Solved my last problem:
E.g.:
sudo mkdir -p /var/cache/oracle-jdk11-installer-local
sudo cp jdk-11.0.4_linux-x64_bin.tar.gz /var/cache/oracle-jdk11-installer-local/
sha256sum mismatch jdk-11.0.13_linux-x64_bin.tar.gz
Oracle JDK 11 is NOT installed.
dpkg: error processing package oracle-java11-installer-local (--configure):
installed oracle-java11-installer-local package post-installation script subprocess returned error exit status 1
Errors were encountered while processing:
oracle-java11-installer-local
E: Sub-process /usr/bin/dpkg returned an error code (1)
Download the JDK:
sudo apt install default-jdk
sudo update
Download the JRE
sudo apt install default-jre
sudo update
Download a ppa:
[Note: I've also tried ppa:webupd8team but it failed so I had to run
sudo add-apt-repository -r ppa:webupd8team/java]

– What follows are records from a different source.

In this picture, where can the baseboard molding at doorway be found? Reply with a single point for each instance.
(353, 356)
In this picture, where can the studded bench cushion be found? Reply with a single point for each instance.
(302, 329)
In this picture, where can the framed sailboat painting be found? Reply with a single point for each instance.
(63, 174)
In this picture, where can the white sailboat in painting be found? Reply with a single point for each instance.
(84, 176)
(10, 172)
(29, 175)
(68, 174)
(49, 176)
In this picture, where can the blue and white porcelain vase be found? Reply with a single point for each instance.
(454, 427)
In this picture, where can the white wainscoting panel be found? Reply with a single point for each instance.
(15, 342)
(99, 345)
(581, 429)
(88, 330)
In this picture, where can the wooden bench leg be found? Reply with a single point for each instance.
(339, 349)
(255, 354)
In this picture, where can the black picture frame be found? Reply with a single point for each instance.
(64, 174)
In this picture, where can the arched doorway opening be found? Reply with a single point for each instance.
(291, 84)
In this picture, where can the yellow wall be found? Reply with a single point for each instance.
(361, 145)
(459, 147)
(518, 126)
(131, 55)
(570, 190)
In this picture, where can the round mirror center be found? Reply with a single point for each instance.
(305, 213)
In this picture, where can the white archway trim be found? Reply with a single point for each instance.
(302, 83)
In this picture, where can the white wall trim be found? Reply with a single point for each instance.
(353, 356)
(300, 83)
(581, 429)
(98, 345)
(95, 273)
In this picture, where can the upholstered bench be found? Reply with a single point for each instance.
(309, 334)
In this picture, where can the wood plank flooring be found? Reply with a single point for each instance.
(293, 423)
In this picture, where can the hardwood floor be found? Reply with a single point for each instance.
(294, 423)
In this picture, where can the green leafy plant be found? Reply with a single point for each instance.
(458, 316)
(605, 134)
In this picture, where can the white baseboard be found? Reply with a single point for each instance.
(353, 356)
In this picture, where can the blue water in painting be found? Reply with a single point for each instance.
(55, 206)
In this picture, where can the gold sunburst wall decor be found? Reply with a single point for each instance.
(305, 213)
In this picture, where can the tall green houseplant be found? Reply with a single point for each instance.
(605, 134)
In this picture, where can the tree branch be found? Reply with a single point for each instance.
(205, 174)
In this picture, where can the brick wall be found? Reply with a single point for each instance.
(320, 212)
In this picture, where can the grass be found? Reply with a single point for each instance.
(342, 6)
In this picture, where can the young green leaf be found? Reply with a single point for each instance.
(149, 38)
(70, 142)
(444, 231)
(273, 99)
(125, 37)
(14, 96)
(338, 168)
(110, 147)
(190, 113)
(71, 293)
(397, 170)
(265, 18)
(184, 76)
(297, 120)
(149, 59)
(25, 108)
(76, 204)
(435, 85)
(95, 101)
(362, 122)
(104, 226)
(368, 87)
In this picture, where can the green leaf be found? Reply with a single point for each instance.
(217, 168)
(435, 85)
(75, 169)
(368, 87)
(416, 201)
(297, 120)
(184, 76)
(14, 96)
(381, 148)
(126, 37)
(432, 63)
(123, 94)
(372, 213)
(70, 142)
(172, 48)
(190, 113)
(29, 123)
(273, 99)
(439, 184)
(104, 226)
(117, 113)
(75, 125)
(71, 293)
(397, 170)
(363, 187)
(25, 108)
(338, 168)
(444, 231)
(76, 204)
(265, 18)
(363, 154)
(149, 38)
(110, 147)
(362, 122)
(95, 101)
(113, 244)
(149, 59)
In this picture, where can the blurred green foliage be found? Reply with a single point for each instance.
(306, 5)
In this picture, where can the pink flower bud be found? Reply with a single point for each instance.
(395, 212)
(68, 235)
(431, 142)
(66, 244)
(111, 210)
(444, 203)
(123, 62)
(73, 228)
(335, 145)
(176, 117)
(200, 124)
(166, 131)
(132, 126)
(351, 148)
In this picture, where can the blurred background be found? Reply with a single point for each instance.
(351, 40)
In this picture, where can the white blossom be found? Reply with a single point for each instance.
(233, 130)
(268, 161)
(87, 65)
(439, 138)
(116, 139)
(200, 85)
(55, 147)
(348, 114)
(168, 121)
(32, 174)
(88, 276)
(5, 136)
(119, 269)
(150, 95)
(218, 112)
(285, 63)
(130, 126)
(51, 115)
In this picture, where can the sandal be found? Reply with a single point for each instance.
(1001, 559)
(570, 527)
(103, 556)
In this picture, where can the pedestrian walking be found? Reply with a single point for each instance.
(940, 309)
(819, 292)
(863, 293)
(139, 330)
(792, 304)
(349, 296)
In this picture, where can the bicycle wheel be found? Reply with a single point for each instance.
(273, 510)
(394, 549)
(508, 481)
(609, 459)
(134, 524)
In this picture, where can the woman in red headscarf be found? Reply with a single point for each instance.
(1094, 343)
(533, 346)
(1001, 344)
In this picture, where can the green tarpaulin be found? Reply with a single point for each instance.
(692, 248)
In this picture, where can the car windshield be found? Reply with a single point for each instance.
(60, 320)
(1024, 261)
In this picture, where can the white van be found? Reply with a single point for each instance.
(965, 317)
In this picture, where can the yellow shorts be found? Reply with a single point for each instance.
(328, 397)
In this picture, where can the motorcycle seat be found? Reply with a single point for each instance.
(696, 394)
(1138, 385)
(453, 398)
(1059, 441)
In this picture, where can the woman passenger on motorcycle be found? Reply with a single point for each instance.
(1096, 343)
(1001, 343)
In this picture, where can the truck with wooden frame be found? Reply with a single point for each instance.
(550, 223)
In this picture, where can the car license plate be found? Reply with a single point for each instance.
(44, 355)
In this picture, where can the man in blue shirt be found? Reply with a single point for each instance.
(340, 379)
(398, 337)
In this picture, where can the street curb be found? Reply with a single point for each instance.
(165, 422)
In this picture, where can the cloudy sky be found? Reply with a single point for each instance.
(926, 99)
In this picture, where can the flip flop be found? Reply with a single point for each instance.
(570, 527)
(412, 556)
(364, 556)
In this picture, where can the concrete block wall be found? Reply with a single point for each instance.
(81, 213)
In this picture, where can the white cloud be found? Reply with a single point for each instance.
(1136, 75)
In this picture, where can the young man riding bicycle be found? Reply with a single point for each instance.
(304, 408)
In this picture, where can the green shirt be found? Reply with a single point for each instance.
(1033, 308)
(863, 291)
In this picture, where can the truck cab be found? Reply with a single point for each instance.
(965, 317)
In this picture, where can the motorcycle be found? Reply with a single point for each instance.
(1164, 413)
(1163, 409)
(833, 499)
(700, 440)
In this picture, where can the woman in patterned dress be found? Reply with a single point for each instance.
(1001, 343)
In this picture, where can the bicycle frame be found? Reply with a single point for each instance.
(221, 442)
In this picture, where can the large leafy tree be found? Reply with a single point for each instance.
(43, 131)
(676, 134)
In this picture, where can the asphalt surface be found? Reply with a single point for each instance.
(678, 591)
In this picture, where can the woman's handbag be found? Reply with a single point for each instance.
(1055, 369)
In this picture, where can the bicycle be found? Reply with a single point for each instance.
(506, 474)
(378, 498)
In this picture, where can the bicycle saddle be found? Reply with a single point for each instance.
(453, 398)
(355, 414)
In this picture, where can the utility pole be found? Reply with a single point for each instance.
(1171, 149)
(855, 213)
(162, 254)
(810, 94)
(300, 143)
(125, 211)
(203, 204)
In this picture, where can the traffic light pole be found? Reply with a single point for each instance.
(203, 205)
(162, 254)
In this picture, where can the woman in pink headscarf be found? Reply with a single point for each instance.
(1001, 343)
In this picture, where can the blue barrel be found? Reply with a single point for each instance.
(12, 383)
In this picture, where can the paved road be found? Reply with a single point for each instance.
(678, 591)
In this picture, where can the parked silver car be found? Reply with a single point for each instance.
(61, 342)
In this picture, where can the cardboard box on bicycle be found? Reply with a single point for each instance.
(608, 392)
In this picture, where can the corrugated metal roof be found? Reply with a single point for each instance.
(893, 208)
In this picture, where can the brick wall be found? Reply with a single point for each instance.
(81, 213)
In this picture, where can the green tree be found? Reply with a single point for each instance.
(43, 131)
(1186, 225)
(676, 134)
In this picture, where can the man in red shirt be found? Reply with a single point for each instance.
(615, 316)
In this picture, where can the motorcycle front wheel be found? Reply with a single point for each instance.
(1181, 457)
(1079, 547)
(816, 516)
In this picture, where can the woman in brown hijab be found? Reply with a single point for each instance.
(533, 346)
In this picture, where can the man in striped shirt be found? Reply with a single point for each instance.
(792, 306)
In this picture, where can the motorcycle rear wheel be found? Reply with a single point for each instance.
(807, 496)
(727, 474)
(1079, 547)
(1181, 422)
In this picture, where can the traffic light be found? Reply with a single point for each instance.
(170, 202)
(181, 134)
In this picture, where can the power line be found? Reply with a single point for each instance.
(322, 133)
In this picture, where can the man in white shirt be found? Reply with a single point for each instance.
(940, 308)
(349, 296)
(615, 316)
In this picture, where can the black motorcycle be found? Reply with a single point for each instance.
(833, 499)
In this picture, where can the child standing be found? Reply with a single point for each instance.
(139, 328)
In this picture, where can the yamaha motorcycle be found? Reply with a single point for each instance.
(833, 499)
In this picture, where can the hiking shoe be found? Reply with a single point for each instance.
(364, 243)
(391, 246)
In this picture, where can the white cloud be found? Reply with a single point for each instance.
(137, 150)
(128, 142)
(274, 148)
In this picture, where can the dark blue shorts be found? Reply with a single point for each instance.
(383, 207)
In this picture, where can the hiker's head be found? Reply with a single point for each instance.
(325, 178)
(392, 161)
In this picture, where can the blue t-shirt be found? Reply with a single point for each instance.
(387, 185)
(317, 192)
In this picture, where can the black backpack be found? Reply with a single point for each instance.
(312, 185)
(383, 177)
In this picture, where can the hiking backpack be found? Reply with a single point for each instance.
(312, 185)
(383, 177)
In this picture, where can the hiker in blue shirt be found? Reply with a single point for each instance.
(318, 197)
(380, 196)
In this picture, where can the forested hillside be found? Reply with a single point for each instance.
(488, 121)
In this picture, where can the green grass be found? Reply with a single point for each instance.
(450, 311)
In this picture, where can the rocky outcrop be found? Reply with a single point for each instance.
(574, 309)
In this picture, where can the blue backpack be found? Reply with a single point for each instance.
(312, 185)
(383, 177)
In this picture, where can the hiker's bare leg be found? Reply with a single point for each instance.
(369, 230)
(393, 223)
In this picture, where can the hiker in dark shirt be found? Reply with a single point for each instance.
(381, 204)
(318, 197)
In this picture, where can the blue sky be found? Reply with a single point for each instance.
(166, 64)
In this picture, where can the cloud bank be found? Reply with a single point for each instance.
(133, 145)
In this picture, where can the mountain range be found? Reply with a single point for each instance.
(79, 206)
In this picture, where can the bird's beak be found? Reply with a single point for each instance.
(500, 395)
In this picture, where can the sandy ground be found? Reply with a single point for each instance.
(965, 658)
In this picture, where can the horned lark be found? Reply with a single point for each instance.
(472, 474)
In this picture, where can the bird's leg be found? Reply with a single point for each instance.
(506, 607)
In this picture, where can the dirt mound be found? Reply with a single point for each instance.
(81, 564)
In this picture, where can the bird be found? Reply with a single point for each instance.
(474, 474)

sudo apt install software-properties-common
sudo add-apt-repository ppa:linuxuprising/java
Check if this installs, if not proceed:
sudo apt install oracle-java11-installer
Make dir (for linux command to find the tar.gz file) sudo mkdir /var/cache/oracle-jdk11-installer-local/
Download: (jdk-11.0.15_linux-aarch64_bin.tar.gz) here --> https://www.oracle.com/au/java/technologies/javase/jdk11-archive-downloads.html
cd into your local Downloads dir and cp the tar.gz file
sudo cp jdk-11.0.15_linux-x64_bin.tar.gz /var/cache/oracle-jdk11-installer-local/
sudo rm /var/lib/dpkg/info/oracle-java11-installer-local.postinst -f
sudo apt-get install oracle-java11-installer-local
java --version
Sources: Main: https://phoenixnap.com/kb/how-to-install-java-ubuntu https://www.linuxuprising.com/2019/06/new-oracle-java-11-installer-for-ubuntu.html
Follow the guide: https://webcms3.cse.unsw.edu.au/static/uploads/course/COMP9313/22T2/52663a121dc657d694c185569ddb6982f6d6a7394f3e5abcf151581f6617830b/Lab_1.pdf
Make sure you add the code snippets between the tags
Make sure the ssh server is running AND check that it is installed with:
sudo apt list --installed | grep openssh-server
Check if running:
sudo service ssh status
If you get an error or some response like:
* sshd is not running
Run the service:
sudo service ssh start
If you get the error like here: https://stackoverflow.com/questions/68077905/getting-error-permission-denied-publickey-password-after-start-dfs-sh: Please run the commands:
sudo apt install ssh
# Only run below command if you are fine with overriding/don't have a RSA key
# ssh-keygen -t rsa -P '' -f ~/.ssh/id_rsa
cat ~/.ssh/id_rsa.pub >> ~/.ssh/authorized_keys
chmod 0600 ~/.ssh/authorized_keys
export HDFS_NAMENODE_USER="root"
export HDFS_DATANODE_USER="root"
export HDFS_SECONDARYNAMENODE_USER="root"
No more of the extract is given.